Go ahead and upload your dataset to CrowdLabel. You’ll be brought to a page that will allow you to prepare your dataset for labeling. See the image below for more details on the different form fields.
- Specifying the number of labelers per task will set the minimum number of times an example must be labeled before it’s accepted as complete.
- Be sure to leave instructions for your labeling party under “Question” so they complete the task the way you want it!
Now you must think about how your end product will work. Do you want to force your model to place each article into a single category, or can it fall into a variety of buckets? Since our categories are already quite broad, for our purposes we’ll be more rigid and allow labelers to only select one option (Radio buttons). Go ahead and fill out the different label options, and click “Create Dataset”.
You’ll then be taken to the details page for your dataset, where you can review the task, add further instructions and team members, and take snapshots of your data. So go ahead and add your team members to the project (make sure they’ve got an indico account!), and start labeling!
Examples can be rejected if the data doesn’t load properly. Otherwise, it’s best to try label the data as accurately as possible, even if you’re uncertain about the accuracy of your label. Remember, examples will only be used as training data if multiple people validate the label (you can actually turn this function on or off, but we recommend using it for better results).

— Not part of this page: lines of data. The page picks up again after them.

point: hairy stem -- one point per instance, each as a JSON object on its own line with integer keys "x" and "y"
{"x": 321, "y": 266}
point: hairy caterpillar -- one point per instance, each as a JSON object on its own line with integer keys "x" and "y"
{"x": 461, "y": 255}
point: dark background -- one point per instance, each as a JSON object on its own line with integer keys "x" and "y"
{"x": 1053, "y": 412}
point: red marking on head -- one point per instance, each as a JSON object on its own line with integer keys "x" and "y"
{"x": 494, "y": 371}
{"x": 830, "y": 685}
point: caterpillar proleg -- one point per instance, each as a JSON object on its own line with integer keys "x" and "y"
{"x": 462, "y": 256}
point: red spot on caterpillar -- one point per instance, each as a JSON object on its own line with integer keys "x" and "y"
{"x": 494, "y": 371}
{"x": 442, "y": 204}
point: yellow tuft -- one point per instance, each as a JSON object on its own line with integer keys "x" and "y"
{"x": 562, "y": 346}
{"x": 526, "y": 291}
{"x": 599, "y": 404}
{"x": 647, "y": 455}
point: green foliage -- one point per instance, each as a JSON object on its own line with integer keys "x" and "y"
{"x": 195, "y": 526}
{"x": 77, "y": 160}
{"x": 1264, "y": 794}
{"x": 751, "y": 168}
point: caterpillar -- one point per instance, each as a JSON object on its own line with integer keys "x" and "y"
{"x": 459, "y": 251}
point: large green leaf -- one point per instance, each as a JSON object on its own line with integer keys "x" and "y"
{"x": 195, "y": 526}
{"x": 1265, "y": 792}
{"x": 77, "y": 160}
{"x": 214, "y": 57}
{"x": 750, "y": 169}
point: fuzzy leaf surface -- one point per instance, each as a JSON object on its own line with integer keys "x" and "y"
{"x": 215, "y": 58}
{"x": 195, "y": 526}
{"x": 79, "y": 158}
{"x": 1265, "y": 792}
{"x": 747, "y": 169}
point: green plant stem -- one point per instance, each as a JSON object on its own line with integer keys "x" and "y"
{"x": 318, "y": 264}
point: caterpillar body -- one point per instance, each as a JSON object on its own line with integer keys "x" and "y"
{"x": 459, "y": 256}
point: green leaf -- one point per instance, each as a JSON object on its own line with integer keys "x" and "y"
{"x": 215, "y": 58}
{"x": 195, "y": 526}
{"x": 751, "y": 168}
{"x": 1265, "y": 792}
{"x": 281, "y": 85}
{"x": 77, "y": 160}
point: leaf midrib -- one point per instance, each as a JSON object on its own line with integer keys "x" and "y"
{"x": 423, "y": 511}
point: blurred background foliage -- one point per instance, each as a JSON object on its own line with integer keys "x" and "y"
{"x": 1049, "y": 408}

You can take a snapshot of your data at any point for a macro look at how your data has been labeled (it will download as a CSV). Taking a snapshot also gives you the option to train a Custom Collection of all the available and validated labeled data with the press of a button. You can also specify model domain, which will tell Custom Collection to work with feature embeddings that are best suited to your task. Since we’re working with financial articles, you should select “Finance” as your model domain. Finally, click “Save” to train your customized finance topic classification model! Simple as that — no code required, as promised.
Your Finance Topic Tagger
Note that at the moment, you will need to run code to use your model, but you can do it in just a few lines of code (Python, in this example):
import indicoio from indicoio.custom import Collection indicoio.config.api_key = 'YOUR_API_KEY' collection = Collection("YOUR_COLLECTION_NAME") # making a batch prediction of several articles, be sure to specify “finance” domain print collection.predict([“STRING_OF_ARTICLE1”, “STRING_OF_ARTICLE2”, …], domain=”finance”)

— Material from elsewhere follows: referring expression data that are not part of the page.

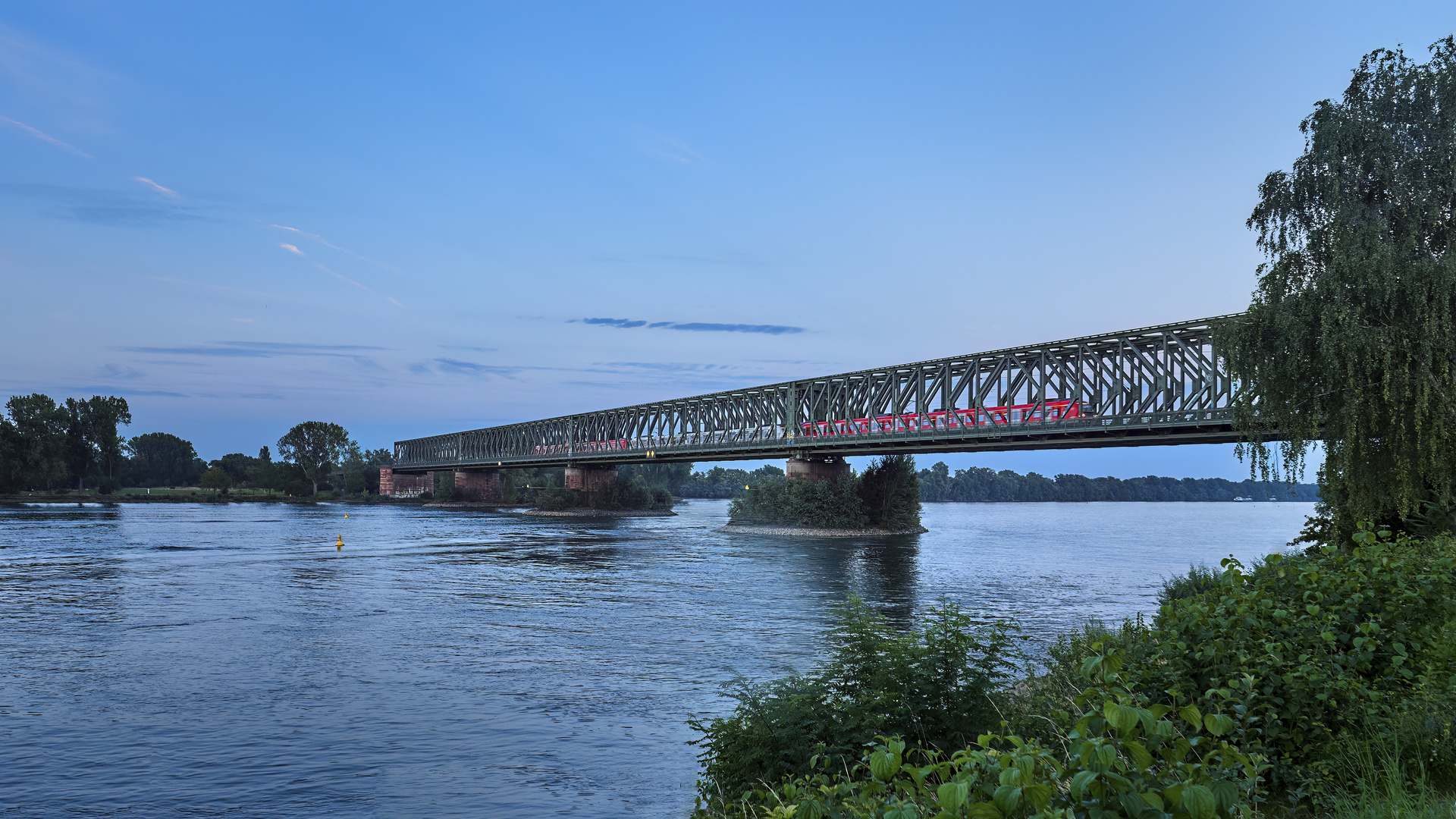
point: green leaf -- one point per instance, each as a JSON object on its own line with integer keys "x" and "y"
{"x": 983, "y": 811}
{"x": 1008, "y": 798}
{"x": 884, "y": 765}
{"x": 1120, "y": 717}
{"x": 952, "y": 795}
{"x": 1218, "y": 725}
{"x": 1141, "y": 755}
{"x": 1226, "y": 795}
{"x": 1081, "y": 781}
{"x": 1200, "y": 802}
{"x": 1038, "y": 795}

We ran some accuracy tests to determine how well the model performed. First, we calculated the inter-labeler agreement rate (basically, a measure of how accurately our human selves performed at this task, based on multiple people validating a label): 60%. The model, however, categorized articles correctly 70% of the time — yay! Still, because the inter-labeler agreement wasn’t very high, it’s likely that we need clearer distinctions among categories. Essentially, the model is limited by the accuracy of our labeled training data, so improving inter-labeler agreement would help to improve the accuracy of the model itself.
Check out our docs for more details on using Custom Collections, or reach out to us through that little chat bubble if you have questions 🙂
There’s no doubt that machine learning is incredibly useful for staying afloat in this Information Age, with data being hurled at us from all directions. It can eliminate tedious tasks that prevent us from getting to the more important and interesting aspects of our jobs (whatever your job may be). Yet, many companies have been slow to adopt the tech because it’s so difficult to build customized solutions from scratch. Or rather, it was.
CrowdLabel and Custom Collections are now at your disposal.